22 Sample Size Flashcards
Six Sigma: A Complete Step-by-Step Guide (18 cards)
What’s a
Type I error risk (alpha)
also called & why?
“Producer risk”
* If H0 is true but rejected due to a Type I error, then material that is within specification is rejected
* This causes waste, extra cost, and lower employee morale
What’s a
Type II error risk (Beta β)
also called & why?
“Consumer risk”
* H0 accepted while false due to Type II error, so material outside of specification is send to consumer
* This causes returns costs, unsatisfied customers, poor brand reputation
What info is required for
choosing sample size?
- Alpha: typically 0.05
- Beta (β): The beta level can be set by the experimenter and a sample size calculated from that number. If the sample size is fixed, then the experimenter usually sets alpha and calculates the beta risk from the sample size
- Delta: The practical difference the experimenter wants to detect using the test
- Standard deviation: The estimated population standard deviation
- Type of Data: Discrete or continuous
- Type of test: Depends on type of data
What is
Alpha (α)?
- The level of significance
- Commonly α is set to .05 / 5%, but can take any value <.05
- The probability of obtaining a results by chance
- Represents the chance of making a Type I Error (rejecting H0 while true)
- The smaller α, the more “unusual” is the results
What is the
power of a test?
- The probability of avoiding a Type II error (accepting H0 while false)
- Power = 1−β
What needs to be considered
when selecting Alpha (α)?
What costs are associated with an unnecessary change, if the team makes a Type I mistake?
* Costs when rejecting materials that fit specifications
What needs to be considered
when selecting beta?
What costs are associated with a Type II error, if the team doesn’t reject H0?
* What is the potential damage or cost if defective materials are passed to the customer?
* Do costs for lost time or resources occur?
What needs to be considered
when selecting Delta
(aka critical difference)?
What margin of error is tolerable?
* How small can a difference be to be insignificant to the customer?

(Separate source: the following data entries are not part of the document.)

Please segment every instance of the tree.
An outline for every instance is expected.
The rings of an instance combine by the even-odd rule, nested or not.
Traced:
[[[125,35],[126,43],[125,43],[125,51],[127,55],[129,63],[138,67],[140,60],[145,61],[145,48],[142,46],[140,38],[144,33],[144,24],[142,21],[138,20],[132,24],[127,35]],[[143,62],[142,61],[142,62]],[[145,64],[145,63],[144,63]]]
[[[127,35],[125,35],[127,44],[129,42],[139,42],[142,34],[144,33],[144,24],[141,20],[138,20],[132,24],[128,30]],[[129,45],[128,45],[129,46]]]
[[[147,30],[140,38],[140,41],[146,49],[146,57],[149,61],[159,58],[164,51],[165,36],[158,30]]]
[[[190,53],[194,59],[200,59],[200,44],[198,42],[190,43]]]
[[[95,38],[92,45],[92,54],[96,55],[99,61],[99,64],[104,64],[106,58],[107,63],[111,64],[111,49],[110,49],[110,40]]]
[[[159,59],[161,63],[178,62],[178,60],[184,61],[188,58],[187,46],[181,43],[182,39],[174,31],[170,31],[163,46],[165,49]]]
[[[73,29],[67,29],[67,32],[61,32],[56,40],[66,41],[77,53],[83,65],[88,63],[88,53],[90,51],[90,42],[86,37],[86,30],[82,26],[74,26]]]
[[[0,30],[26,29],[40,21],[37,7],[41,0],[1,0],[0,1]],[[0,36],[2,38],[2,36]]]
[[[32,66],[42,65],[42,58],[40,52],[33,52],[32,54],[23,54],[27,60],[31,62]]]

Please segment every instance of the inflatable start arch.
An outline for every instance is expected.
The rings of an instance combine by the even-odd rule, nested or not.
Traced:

* What is the smallest possible delta to provide all benefits while not being so small as to be unfeasible (as the smaller delta, the larger the sample has to be, which comes at costs)
Guidelines for testing
means for continuous data
Alpha (α) 0.05
Beta (β) 0.10 or 0.20
Delta as absolute value or as a function of std dev (.5σ , 1σ , 2σ)
Guidelines for testing
variance for continuous data
Alpha (α) 0.05
Beta (β) 0.10 or 0.20
Delta >1 or as a function of std dev (.5σ , 1σ , 2σ)
Guidelines for testing
proportions for discrete / binomial data
Alpha (α) 0.05
Beta (β) 0.10 or 0.20
Delta logically or as a function of std dev (.5σ , 1σ , 2σ)
What’s an aspect of the
sample variance test (like the F-test)
sample size calculation?
- Comparing variance from two independent samples / sets of data
- For sample sizing it’s important how much variance is expected in each group
What’s an aspect of the
Design of Experiment (DOE)
sample size calculation?
- It’s about the effects of multiple factors / independent x variables on a response variable
- For sample sizing it’s important how many factors are tested and how many levels each factor has
What assists in setting appropriate
Alpha (α) and Beta (β) values?
- Real-world understanding
- The costs, risks, and implications of errors guide how strict or lenient you should be with α and β.
What concept is key in selecting sample sizes
for various hypothesis testing?
Hypothesis testing error(s)
What’s the
Confidence Interval (CI)?
- Margin of error (ME)
- As the CI provides a range of values within which the true population parameter is likely to fall.
- The margin of error defines how wide that range is, based on the sample data and confidence level (e.g., 95%).
What’s the
Confidence Interval (CI)
also known as?
- Margin of error (ME)
- As the CI provides a range of values within which the true population parameter is likely to fall.
- The margin of error defines how wide that range is, based on the sample data and confidence level (e.g., 95%).
What’s the
Confidence Level?
- Think: How sure am I?
- It’s a percentage that expresses how confident I am that the confidence interval contains the true population parameter.
- Common values: 90%, 95%, 99% sure
- It reflects the reliability of the estimation process.